In general, vacuum processing chambers for processing substrates include a substrate transfer opening, commonly known as a slit valve. A slit passage (or passageway) associated with the slit valve is commonly used to transfer substrates into and out of the processing chamber between processing cycles. Commonly a robot extends from a cluster tool through a slit valve opening through the slit valve passage to deliver or remove a substrate to be processed to or from a processing location in the vacuum processing chamber. Once the substrate transfer at the substrate processing location is complete, the robot is retracted through the slit valve opening and back into the cluster tool. The slit valve opening is commonly sealed at an outside surface of the chamber body by a blocking plate which moves over the slit valve opening, in a coordinated motion with the movement of the robot and substrate into and out of the processing chamber. Plasma is often used in a processing chamber to enhance the process being performed. In a typical arrangement of a vacuum processing chamber, where a plasma is utilized to initiate or enhance process activity, the processing chamber and all internal services exposed to the plasma and the chemical by products are affected and can become coated with chemical byproducts of the process being performed.
Typically, the walls of the processing chamber are at least several inches thick to provide a sturdy chamber wall for processing activity. Thus, the opening in the side of the processing chamber which allows substrates to be transferred into and out of the chamber, the slit valve passage, presents a large tunnel-like opening which creates a geometric discontinuity at the inside surface of the processing chamber. The presence of a large cavity hole (the opening of the substrate transfer passage) adjacent to the space of the central processing location allows the plasma envelope which is present during plasma processing at the substrate processing location to expand into the cavity of the slit valve passage. The expansion of the plasma envelope into the cavity of the slit valve passage creates a distortion in the portion of the plasma situated adjacent to the cavity such that the plasma flux over the substrate in the area near the slit valve passage is affected, such that the deposition or etch taking place in that area is not uniform with other areas of the substrate where such distortion is not present.
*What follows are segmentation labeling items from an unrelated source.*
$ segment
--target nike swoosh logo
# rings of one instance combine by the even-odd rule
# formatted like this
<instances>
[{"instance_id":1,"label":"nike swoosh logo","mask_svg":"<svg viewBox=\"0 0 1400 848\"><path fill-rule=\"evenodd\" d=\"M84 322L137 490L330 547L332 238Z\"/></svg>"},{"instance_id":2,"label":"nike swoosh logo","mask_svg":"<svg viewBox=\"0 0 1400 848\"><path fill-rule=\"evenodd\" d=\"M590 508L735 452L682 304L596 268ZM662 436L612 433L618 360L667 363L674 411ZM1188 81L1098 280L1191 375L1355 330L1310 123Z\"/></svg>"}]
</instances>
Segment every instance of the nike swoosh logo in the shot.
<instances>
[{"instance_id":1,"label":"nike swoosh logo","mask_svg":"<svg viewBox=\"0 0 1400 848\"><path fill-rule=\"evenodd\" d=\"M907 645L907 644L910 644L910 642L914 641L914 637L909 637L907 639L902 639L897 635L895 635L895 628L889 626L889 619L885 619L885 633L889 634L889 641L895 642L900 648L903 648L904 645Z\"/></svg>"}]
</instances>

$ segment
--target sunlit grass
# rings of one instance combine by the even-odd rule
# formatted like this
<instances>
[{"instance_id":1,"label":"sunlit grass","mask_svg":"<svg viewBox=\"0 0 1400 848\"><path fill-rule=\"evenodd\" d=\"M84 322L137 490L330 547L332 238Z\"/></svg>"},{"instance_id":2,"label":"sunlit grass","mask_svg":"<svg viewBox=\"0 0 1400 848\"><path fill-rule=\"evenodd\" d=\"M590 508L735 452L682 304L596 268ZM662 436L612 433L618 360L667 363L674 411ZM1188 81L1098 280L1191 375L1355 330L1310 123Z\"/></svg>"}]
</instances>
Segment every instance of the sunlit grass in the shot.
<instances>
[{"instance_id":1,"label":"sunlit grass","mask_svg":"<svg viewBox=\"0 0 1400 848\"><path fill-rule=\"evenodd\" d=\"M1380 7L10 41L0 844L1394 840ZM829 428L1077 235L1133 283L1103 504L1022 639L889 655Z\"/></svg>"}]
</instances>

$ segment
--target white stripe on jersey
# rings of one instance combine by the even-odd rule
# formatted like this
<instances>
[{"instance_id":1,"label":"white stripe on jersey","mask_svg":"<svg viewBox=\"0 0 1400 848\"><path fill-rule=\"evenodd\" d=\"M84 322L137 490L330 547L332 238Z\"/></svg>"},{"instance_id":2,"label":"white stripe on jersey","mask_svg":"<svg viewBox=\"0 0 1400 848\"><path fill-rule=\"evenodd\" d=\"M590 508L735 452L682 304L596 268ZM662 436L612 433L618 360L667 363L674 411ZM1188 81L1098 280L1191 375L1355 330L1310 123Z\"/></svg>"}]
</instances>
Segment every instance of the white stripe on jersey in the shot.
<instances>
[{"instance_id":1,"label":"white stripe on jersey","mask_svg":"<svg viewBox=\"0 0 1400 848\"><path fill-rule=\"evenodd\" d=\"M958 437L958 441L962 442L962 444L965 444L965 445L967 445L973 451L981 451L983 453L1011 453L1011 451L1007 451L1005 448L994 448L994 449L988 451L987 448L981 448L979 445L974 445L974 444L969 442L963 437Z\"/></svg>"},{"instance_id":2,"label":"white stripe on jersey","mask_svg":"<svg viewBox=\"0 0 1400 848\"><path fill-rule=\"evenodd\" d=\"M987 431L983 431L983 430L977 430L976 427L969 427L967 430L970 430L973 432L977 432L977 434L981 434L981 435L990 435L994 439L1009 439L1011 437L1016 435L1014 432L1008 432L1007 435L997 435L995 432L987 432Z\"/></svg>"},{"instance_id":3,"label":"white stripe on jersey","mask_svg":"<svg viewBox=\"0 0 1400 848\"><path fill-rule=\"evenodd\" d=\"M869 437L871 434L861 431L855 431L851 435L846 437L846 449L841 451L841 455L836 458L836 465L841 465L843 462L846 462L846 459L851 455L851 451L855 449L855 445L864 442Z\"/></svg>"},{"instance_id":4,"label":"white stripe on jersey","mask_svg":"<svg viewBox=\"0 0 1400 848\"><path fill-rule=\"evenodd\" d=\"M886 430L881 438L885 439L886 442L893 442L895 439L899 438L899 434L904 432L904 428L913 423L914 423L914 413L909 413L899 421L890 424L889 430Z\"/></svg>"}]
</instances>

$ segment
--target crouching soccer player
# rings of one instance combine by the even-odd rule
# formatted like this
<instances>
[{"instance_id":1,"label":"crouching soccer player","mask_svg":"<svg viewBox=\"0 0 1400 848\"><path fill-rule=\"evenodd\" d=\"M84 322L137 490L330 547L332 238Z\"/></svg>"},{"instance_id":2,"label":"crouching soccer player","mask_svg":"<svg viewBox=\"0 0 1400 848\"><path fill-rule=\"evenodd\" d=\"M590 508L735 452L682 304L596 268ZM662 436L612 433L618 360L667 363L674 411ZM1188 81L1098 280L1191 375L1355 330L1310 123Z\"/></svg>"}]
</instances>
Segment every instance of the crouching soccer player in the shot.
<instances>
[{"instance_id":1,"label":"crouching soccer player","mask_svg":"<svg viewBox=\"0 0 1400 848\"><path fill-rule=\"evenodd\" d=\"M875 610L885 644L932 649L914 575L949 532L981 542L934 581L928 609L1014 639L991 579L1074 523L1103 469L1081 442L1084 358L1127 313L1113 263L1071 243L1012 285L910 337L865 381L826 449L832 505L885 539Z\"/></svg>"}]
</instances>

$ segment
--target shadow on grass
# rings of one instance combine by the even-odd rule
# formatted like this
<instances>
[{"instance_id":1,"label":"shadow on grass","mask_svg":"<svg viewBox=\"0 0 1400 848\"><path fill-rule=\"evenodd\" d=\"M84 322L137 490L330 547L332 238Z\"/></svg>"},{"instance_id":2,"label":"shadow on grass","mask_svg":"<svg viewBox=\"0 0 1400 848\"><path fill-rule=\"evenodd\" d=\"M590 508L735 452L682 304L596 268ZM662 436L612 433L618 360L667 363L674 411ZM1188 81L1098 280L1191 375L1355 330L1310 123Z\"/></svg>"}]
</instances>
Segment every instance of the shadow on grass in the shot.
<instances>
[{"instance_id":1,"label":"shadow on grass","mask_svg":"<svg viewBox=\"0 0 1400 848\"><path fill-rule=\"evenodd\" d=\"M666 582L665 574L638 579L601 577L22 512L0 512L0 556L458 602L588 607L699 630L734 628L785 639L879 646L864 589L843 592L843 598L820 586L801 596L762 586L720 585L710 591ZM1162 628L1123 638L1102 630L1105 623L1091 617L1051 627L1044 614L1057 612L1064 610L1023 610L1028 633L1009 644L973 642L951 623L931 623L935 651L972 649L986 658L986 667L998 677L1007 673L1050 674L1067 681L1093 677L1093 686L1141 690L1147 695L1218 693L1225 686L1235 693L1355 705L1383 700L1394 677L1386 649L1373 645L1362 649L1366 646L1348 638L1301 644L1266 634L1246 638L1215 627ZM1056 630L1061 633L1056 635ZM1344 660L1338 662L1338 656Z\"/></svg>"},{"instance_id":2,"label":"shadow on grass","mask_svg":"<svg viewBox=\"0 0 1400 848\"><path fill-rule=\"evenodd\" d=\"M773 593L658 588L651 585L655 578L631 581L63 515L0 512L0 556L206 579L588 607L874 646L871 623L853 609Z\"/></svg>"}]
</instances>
Further, the internal surfaces of the slit valve passage, including the inside (process chamber facing side) of the slit valve door, are also subject to deposition and accumulation from the chemical process taking place in the chamber. Deposition on the inside surfaces of the slit valve passage and the slit valve door, require that any cleaning of the chamber (whether wet or dry) extend to include such surfaces. A thorough cleaning of the slit valve door requires that it also be removed so that the full area of the door all the way to the sealing limit (vacuum containment limit to vacuum seal the opening) be cleaned. In most instances, door cleaning requires that the cluster tool be removed from service so that cleaning of one chamber does not cause potential contaminants from one chamber serviced by the cluster tool to be carried over into a second chamber serviced by the same cluster tool.
The heavy duty sturdy construction of the processing chamber body and its liners finds no ready solution to the problem of the open cavity resulting from the slit valve passageway. Until now there has been no solution to overcome these anomalies of prior art devices, in that all prior doors are constructed in a configuration that gives rise to particles in the processing chamber.